Once you have iVia installed and configured, you can run an evaluation by changing to the iVia/src/programs/evaluate_metadata_assignment directory of your iVia installation, and running the command ./evaluate_metadata_assignment.
The evaluation progress will be recorded in the log file. This can normally be found in your installed log directory, usually in $HOME/iVia-installed/log/evaluate_metadata_assignment.log, though some iVia installations may specify a different location.
The program output will be written to STDOUT. It will begin with a header, as follows:
Evaluate Metadata Assignment Results
Start date: 2005-08-08 21:13:07
End date: 2005-08-08 21:14:52
Installation: afcrawler.ucr.edu
Parameters:
WHERE clause: foreign_source='infomine.ucr.edu' AND expert_created='true' AND access='free' AND url NOT LIKE 'http:/
/lib.ucr.edu%' AND url NOT LIKE 'http://infomine.ucr.edu%'
ORDER BY clause: last_modified_at DESC
target number of records: 1000
Records:
records evaluated: 1000
records skipped: 92
The start and end dates are the times for the entire evaluation, and may include the evaluation of several fields. Be aware that the absence or presence of the test documents in the Page Cache may be the most significant factor in these times. The Installation is the name of the iVia installation where the evaluation was performed, and the Parameters are set in the configuration file. The Records note how many records were used in the evaluation (not including skipped records). If the records skipped value is non-zero it means that some of the records were not suitable for use in the evaluation (e.g. they were not HTML, or could not be downloaded). These will be explained in the log file.
A results section will then be output for each of the fields listed in the [Fields] section of the configuration file. Here is an example from an evaluation of the Title assignment algorithm by comparing it to the values in the title field in the iVia record_info table for 1000 records.

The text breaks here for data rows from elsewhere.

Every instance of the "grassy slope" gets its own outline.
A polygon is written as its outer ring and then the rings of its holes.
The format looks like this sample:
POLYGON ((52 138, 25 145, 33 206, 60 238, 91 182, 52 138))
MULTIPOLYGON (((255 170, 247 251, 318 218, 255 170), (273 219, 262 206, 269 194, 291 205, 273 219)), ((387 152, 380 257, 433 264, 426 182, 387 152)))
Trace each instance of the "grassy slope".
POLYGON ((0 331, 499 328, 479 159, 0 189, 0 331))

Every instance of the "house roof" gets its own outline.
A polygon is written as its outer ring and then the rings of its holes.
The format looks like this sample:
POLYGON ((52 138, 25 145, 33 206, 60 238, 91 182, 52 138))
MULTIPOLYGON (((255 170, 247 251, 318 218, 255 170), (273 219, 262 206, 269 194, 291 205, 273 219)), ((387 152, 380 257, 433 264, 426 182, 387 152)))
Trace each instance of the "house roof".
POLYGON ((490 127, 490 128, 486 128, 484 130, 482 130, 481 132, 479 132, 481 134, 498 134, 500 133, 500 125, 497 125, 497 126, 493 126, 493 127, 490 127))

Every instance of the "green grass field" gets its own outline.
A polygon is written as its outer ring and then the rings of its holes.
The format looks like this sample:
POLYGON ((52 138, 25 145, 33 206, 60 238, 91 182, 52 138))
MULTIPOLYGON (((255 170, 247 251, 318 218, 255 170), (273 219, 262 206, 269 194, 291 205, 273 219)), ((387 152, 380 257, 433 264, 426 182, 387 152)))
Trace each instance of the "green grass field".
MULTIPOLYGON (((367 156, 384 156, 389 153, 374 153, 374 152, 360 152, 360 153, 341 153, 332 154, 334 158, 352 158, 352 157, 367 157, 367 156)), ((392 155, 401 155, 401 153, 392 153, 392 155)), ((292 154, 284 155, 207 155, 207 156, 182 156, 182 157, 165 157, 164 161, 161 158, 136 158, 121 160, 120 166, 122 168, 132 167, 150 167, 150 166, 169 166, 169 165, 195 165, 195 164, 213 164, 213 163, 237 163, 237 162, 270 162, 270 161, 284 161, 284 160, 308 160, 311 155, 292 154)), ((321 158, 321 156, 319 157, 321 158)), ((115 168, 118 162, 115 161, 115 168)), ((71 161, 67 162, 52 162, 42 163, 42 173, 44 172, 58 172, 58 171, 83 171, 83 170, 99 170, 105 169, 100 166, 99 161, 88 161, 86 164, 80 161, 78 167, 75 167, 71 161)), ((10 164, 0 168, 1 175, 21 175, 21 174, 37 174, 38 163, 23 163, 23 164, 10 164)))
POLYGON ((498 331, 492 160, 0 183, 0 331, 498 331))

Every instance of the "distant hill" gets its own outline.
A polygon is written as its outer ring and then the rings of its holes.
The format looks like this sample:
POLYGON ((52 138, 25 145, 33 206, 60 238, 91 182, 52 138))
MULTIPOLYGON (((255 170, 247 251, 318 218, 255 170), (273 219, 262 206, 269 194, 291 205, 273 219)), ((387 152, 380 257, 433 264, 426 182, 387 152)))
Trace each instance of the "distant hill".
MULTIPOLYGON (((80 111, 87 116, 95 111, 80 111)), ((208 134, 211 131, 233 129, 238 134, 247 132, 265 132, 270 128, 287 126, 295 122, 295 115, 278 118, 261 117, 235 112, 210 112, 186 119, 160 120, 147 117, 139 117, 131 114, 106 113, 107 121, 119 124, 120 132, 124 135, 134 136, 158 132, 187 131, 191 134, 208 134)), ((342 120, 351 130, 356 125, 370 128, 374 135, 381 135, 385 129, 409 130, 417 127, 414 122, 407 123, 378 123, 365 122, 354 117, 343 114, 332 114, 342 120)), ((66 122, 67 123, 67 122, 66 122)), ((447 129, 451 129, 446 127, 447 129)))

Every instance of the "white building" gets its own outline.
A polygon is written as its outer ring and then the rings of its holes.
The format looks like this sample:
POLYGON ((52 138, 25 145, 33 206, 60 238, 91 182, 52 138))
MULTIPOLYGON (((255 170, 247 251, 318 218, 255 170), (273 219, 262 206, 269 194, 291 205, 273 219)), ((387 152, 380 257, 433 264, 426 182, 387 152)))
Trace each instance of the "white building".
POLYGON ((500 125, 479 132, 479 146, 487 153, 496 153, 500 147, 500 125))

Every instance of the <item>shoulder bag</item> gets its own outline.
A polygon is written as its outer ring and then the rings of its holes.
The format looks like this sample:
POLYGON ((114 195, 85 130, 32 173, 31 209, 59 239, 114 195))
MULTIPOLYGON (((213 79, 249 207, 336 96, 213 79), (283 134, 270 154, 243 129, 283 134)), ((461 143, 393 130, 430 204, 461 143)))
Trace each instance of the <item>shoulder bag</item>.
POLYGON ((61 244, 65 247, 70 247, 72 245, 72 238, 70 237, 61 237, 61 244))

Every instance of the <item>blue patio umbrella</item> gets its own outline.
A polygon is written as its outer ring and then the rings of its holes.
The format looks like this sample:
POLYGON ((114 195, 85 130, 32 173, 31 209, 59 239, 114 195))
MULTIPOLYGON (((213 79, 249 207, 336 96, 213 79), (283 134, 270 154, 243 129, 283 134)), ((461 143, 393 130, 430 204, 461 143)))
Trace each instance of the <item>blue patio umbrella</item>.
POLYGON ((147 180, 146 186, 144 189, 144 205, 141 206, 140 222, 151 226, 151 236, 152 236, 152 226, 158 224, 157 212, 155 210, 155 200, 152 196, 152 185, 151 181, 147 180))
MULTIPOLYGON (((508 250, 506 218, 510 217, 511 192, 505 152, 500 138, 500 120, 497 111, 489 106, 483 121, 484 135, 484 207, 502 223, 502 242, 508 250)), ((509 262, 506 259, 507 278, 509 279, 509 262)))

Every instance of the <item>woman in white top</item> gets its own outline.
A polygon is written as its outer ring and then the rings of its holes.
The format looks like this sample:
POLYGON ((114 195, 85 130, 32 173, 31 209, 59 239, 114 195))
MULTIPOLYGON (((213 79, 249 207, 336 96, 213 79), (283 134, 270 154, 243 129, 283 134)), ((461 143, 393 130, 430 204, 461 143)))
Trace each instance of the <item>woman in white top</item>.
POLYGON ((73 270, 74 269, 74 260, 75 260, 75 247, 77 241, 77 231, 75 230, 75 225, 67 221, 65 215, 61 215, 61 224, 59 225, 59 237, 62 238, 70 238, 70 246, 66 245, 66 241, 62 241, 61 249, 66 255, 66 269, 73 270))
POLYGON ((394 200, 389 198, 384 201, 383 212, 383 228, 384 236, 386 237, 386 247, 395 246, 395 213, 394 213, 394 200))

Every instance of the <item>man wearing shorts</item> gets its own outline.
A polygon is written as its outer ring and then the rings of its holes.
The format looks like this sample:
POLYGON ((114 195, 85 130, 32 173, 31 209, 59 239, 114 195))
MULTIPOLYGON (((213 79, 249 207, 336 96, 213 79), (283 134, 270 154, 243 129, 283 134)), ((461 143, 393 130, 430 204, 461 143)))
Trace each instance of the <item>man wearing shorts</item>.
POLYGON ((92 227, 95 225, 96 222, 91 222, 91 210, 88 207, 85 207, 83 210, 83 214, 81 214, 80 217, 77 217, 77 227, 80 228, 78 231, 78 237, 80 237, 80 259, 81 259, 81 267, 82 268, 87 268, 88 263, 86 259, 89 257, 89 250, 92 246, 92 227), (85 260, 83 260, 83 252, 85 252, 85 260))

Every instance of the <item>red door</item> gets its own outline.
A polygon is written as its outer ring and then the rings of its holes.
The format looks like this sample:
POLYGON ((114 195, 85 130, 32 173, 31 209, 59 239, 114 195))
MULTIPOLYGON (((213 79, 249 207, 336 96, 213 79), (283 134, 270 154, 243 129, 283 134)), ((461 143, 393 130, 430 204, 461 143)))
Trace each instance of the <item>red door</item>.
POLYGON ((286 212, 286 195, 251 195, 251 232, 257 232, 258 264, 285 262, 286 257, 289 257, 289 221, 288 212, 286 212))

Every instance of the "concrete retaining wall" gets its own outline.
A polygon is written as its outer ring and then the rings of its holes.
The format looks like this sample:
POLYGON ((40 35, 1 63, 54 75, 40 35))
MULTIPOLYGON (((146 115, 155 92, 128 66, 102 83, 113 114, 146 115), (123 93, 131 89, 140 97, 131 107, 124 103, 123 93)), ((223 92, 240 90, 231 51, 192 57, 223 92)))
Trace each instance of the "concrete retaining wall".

Title Field name: title Number of examples: 1000 Number of non-empty examples: 1000 Number of passes: 1 Number of attempts: 999 Number of exact matches: 225 Exact match accuracy: 0.2250 Average length of expert metadata in letters: 41.3 +/- 22.9 Average length of assigned metadata in letters: 41.8 +/- 27.4 Average length of expert metadata in words: 5.7 +/- 3.2 Average length of assigned metadata in words: 5.8 +/- 3.8 Total number of expert content words: 4341 Total number of assigned content words: 4536 Total number of matching content words: 2979 Content word precision: 0.6567 Content word recall: 0.6862 Content word f-measure: 0.6712 Total number of expert stemmed content words: 4326 Total number of assigned stemmed content words: 4507 Total number of matching stemmed content words: 3007 Stemmed content word precision: 0.6672 Stemmed content word recall: 0.6951 Stemmed content word f-measure: 0.6809
The top six rows describe the data used in the comparisons. In this case, the evaluation considered 1000 records (all with non-empty Title values) and the assignment algorithm attempted an assignment in 999 cases (and made no attempt, or "passed" in 1 case).
The remaining rows calculate various statistics to describe the "expert" metadata (i.e. the expert-created metadata drawn from the database which we assume is correct) to the "assigned" metadata (i.e. the values assigned by the assignment algorithm). Some of these are observed values, and some are calculations. For example, the number of exact matches statistic records the number of times the "expert" and "assigned" values are exactly the same; while the exact match accuracy is found by dividing this number by the number of examples.